Jack laughed. Reached for the bourbon bottle. Bill kept on rolling.

“What I’m saying is I’m copasetic with the Zuni people. It’s not that they didn’t have fun for sure. They just seemed more respectful—at peace. When they left, the place was pristine.”

Bill emptied his glass, saying, “Hey, Jack, you’re gonna like it here.”

“Midnight,” said Jack finally, rising to his feet. “We gotta work tomorrow.”

“Five AM.”

“Rounds?”

“No. I’m going to take you up for a ride. Give you a feel for the country. Good little two-seater Piper Cub over at the FAA. Can you dig it?”

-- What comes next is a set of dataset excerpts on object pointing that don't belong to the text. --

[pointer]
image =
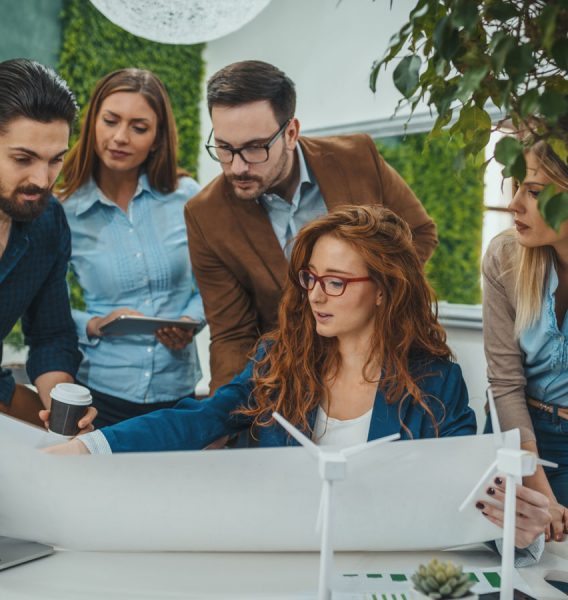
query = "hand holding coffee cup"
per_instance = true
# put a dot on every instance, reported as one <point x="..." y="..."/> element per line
<point x="69" y="404"/>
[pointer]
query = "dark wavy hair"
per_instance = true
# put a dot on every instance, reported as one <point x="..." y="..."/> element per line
<point x="30" y="90"/>
<point x="291" y="376"/>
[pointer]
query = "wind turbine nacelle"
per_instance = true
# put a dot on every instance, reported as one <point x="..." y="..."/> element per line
<point x="518" y="463"/>
<point x="332" y="466"/>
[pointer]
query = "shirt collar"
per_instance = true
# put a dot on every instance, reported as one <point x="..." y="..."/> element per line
<point x="90" y="193"/>
<point x="305" y="179"/>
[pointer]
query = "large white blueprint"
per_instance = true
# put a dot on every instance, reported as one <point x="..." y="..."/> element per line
<point x="401" y="496"/>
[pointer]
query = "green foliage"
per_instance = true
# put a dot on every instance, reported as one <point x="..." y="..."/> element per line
<point x="455" y="203"/>
<point x="463" y="55"/>
<point x="441" y="580"/>
<point x="93" y="46"/>
<point x="15" y="337"/>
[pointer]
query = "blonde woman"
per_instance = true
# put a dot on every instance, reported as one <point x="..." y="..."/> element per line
<point x="525" y="299"/>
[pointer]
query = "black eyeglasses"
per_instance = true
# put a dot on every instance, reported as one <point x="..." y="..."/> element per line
<point x="332" y="285"/>
<point x="252" y="155"/>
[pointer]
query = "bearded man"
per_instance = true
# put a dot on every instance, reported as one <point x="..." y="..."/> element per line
<point x="242" y="225"/>
<point x="37" y="110"/>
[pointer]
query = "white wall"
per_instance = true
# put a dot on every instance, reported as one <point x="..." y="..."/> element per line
<point x="327" y="48"/>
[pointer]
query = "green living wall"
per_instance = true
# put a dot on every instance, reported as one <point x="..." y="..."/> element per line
<point x="454" y="200"/>
<point x="92" y="46"/>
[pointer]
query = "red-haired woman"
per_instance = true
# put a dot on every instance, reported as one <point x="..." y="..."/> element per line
<point x="359" y="354"/>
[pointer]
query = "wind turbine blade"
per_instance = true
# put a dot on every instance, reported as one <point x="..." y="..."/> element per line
<point x="321" y="510"/>
<point x="353" y="450"/>
<point x="297" y="435"/>
<point x="478" y="486"/>
<point x="546" y="463"/>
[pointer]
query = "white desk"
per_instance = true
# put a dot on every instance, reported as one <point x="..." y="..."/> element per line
<point x="208" y="576"/>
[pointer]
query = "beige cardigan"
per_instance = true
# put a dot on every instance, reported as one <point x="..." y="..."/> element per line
<point x="505" y="359"/>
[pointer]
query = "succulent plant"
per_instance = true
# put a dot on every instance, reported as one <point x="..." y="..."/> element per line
<point x="441" y="581"/>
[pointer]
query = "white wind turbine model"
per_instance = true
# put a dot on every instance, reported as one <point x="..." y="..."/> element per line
<point x="514" y="464"/>
<point x="332" y="467"/>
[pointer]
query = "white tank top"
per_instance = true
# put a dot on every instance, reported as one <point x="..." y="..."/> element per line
<point x="341" y="434"/>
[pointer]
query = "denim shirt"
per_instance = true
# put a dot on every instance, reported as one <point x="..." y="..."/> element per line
<point x="287" y="218"/>
<point x="32" y="286"/>
<point x="139" y="260"/>
<point x="545" y="347"/>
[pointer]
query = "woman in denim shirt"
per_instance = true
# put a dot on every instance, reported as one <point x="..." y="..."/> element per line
<point x="124" y="196"/>
<point x="525" y="299"/>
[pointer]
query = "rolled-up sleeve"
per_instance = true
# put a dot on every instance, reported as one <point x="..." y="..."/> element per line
<point x="47" y="324"/>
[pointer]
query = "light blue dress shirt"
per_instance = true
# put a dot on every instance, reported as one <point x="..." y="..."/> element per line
<point x="139" y="260"/>
<point x="546" y="351"/>
<point x="287" y="218"/>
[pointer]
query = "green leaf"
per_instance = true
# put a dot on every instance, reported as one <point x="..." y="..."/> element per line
<point x="472" y="119"/>
<point x="509" y="152"/>
<point x="560" y="53"/>
<point x="465" y="14"/>
<point x="500" y="11"/>
<point x="396" y="42"/>
<point x="555" y="210"/>
<point x="406" y="74"/>
<point x="560" y="148"/>
<point x="547" y="23"/>
<point x="470" y="82"/>
<point x="520" y="60"/>
<point x="446" y="38"/>
<point x="440" y="123"/>
<point x="529" y="103"/>
<point x="501" y="50"/>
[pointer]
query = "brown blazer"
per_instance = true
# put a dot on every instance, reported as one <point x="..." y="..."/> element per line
<point x="236" y="257"/>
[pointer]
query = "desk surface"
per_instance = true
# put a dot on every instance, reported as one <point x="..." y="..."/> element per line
<point x="208" y="576"/>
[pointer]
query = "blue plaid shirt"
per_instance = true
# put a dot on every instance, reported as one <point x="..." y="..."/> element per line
<point x="33" y="286"/>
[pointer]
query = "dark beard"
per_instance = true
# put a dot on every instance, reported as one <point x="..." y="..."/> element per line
<point x="27" y="210"/>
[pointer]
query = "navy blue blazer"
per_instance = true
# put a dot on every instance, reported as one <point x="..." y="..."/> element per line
<point x="194" y="424"/>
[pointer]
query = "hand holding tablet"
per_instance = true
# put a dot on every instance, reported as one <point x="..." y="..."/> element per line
<point x="142" y="325"/>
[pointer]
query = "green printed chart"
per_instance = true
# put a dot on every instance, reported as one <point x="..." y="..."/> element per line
<point x="396" y="585"/>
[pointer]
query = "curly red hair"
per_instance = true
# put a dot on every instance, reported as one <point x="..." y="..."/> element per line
<point x="290" y="377"/>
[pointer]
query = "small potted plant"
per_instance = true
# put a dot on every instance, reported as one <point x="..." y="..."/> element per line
<point x="441" y="581"/>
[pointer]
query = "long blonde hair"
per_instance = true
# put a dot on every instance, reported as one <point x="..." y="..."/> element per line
<point x="161" y="165"/>
<point x="532" y="265"/>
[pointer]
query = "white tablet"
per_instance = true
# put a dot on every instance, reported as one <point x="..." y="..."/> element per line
<point x="136" y="325"/>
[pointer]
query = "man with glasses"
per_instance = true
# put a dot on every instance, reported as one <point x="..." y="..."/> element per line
<point x="242" y="225"/>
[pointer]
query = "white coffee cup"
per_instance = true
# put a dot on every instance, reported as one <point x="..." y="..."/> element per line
<point x="69" y="404"/>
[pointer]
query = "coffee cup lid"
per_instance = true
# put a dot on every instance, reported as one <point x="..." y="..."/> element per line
<point x="71" y="393"/>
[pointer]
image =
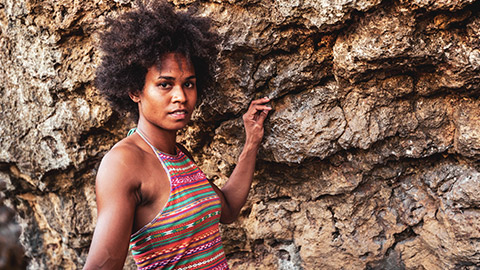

Jack left, feeling a light buzz. More bothersome, he had a stiff neck. An aching in his bones. Too young for this, he thought. Was he reacting to the altitude? Six-hundred feet above sea level in Chicago, versus six-thousand in Zuni. Pretty damn big difference. He shivered. Ground fog was creeping in, drifting off the lake.



Lori worked better on a full stomach. She walked the three-and-a-half blocks down State Street to Marshall Field. Over a bowl of chowder in the restaurant, she thought about the tragic photos. She was still bothered about the secrecy. She didn’t mind going in alone, in fact, she preferred it. No cheerleader or sorority life for her. No rah-rah. Really not many friends. But she wasn’t being told everything—she could be sent in as a sacrificial lamb. Still, she had been handed a major case.

She reached for the check—a hand clasped her shoulder.

“Easy, there, Agent Wilson, it’s just me. We meet again,” said Yolanda Cervantes. “I’m on lunch break.
¿
Que pasa con
Agent Brooks?”

“Have a seat. I survived.” She told Yolanda, who asked to be called ‘Yolie,’ that Brooks was blunt, old school. “He put me in my place. Then he gave me a case. He’s letting me run with it.”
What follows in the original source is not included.